8. Hunger Has Negative Effect on Job Performance
(Bloomberg, November 25, 2013)
Every morning, Olivia Solis, an unemployed mother of three, asks herself how the rent will be paid, and how to make a meal with what food she has – and those questions are tougher to answer since her SNAP benefits were cut on November 1. “If people are very anxious and feeling insecure economically, their performance on the job is going to be affected,” said Isabel Sawhill, senior fellow in economic studies at the Brookings Institute. “And if children from low-income families are not given an opportunity to climb the ladder, we are going to continue to have a lot of social problems and low productivity.” According to a 2011 report from the Center for American Progress, hunger costs at least $167.5 billion each year in lost economic productivity and earnings, as well as the health care expenses caused by poor nutrition, and charity costs in keeping families fed. Harry Holzer, public policy professor at Georgetown University, and a former Labor Department chief economist, said hunger’s effects on children could result in higher high school dropout rates or a range of behavioral problems. “The lost potential of folks is just impossible to calculate,” said Joel Berg, executive director of the New York City Coalition Against Hunger and a senior fellow at the Center for American Progress. Hungry children, said Berg, are sicker more often and have higher rates of educational problems. Without SNAP, the poverty rate for children would be 21 percent instead of 18 percent, according to the U.S. Census Bureau.
9. Governors Urge Congress to Increase Heating Assistance Program Funding
(The Boston Globe, November 26, 2013)
Governors from 13 states joined Massachusetts Governor Deval Patrick in urging Congress to increase funding for the Low-Income Home Energy Assistance Program (LIHEAP). The program “is a critical bridge for Americans – many of them elderly, disabled or caring for dependent children – who otherwise may be forced to choose between paying home energy bills and paying for food, medicine, or other essentials,” wrote the governors in a letter to Senate and House funding committees.

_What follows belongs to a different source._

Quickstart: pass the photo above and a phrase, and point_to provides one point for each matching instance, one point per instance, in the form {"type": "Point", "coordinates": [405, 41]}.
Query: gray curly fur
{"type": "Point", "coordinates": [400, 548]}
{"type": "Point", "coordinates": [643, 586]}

High energy costs, coupled with the lingering effects of the recession, cause millions of Americans to rely on LIHEAP to get them through the winter, wrote the governors. They asked that program funding be increased from $2.9 billion to $3.6 billion. Massachusetts will receive $121.7 million in heating assistance funds this winter, a decrease of about $20 million from last winter. According to the U.S. Department of Energy, 90 percent of households will see higher heating costs this winter. Funding for heating assistance at 2010 levels would be optimal, said John Wells, vice president for energy services for Action for Boston Community Development. “Any number short of that, it’s going to be a huge struggle for families in the Northeast to heat their homes through the winter,” he said. So far, 15,000 families have applied to the organization for assistance, said Wells.